Inductive case: Suppose \(P(k)\) is true for some arbitrary \(k \ge 0\text{.}\) Now consider an arbitrary graph containing \(k+1\) edges (and \(v\) vertices and \(f\) faces). No matter what this graph looks like, we can remove a single edge to get a graph with \(k\) edges which we can apply the inductive hypothesis to.
There are two cases: either the graph contains a cycle or it does not. If the graph contains a cycle, then pick an edge that is part of this cycle, and remove it. This will not disconnect the graph, and will decrease the number of faces by 1 (since the edge was bordering two distinct faces). So by the inductive hypothesis we will have \(v - k + f-1 = 2\text{.}\) Adding the edge back will give \(v - (k+1) + f = 2\) as needed.

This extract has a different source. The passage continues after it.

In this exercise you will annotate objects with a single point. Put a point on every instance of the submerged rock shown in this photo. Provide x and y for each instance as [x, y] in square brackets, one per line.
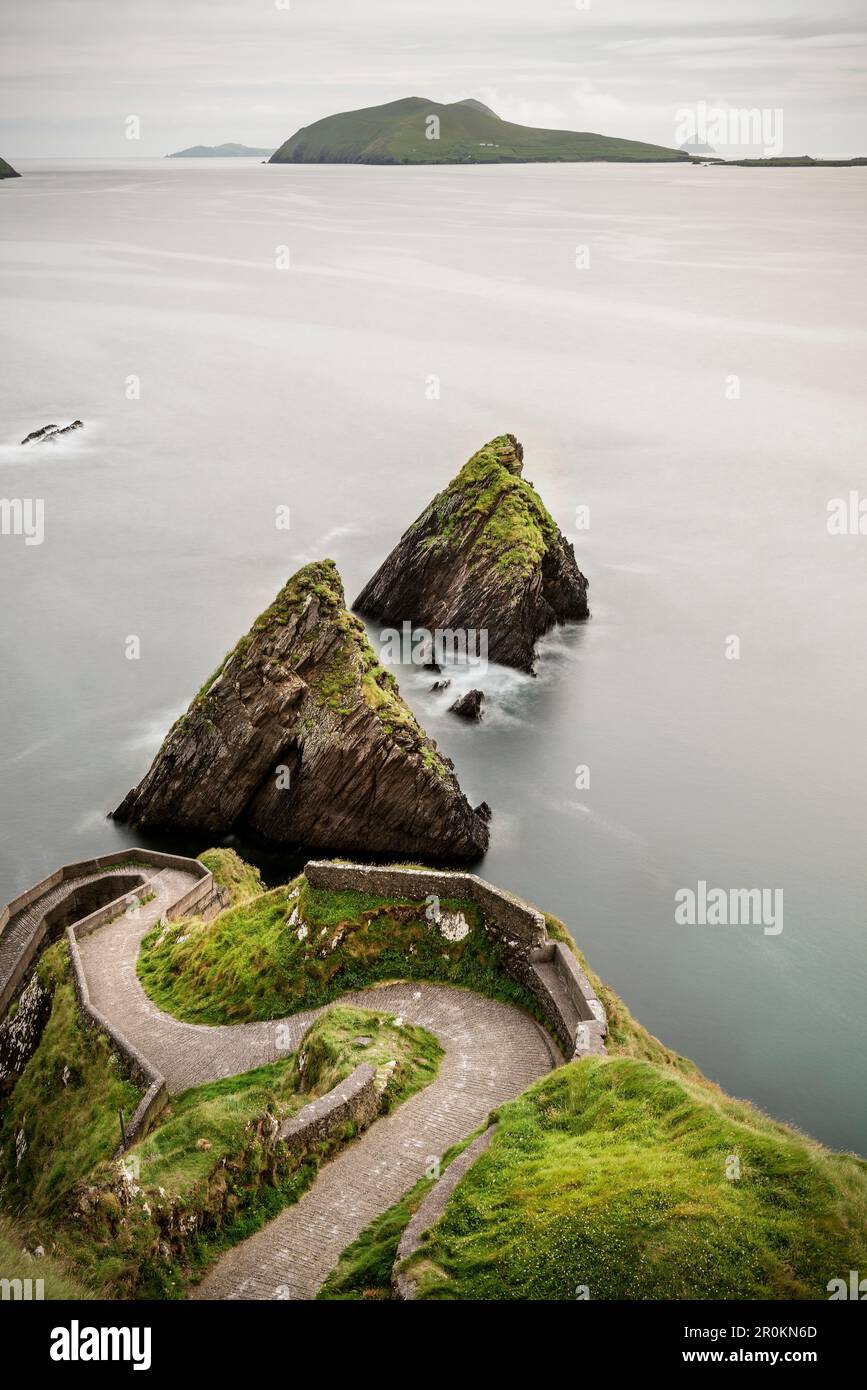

If the graph does not contain a cycle, then it is a tree, so has a vertex of degree 1. Then we can pick the edge to remove to be incident to such a degree 1 vertex. In this case, also remove that vertex. The smaller graph will now satisfy \(v-1 - k + f = 2\) by the induction hypothesis (removing the edge and vertex did not reduce the number of faces). Adding the edge and vertex back gives \(v - (k+1) + f = 2\text{,}\) as required.
Therefore, by the principle of mathematical induction, Euler’s formula holds for all planar graphs.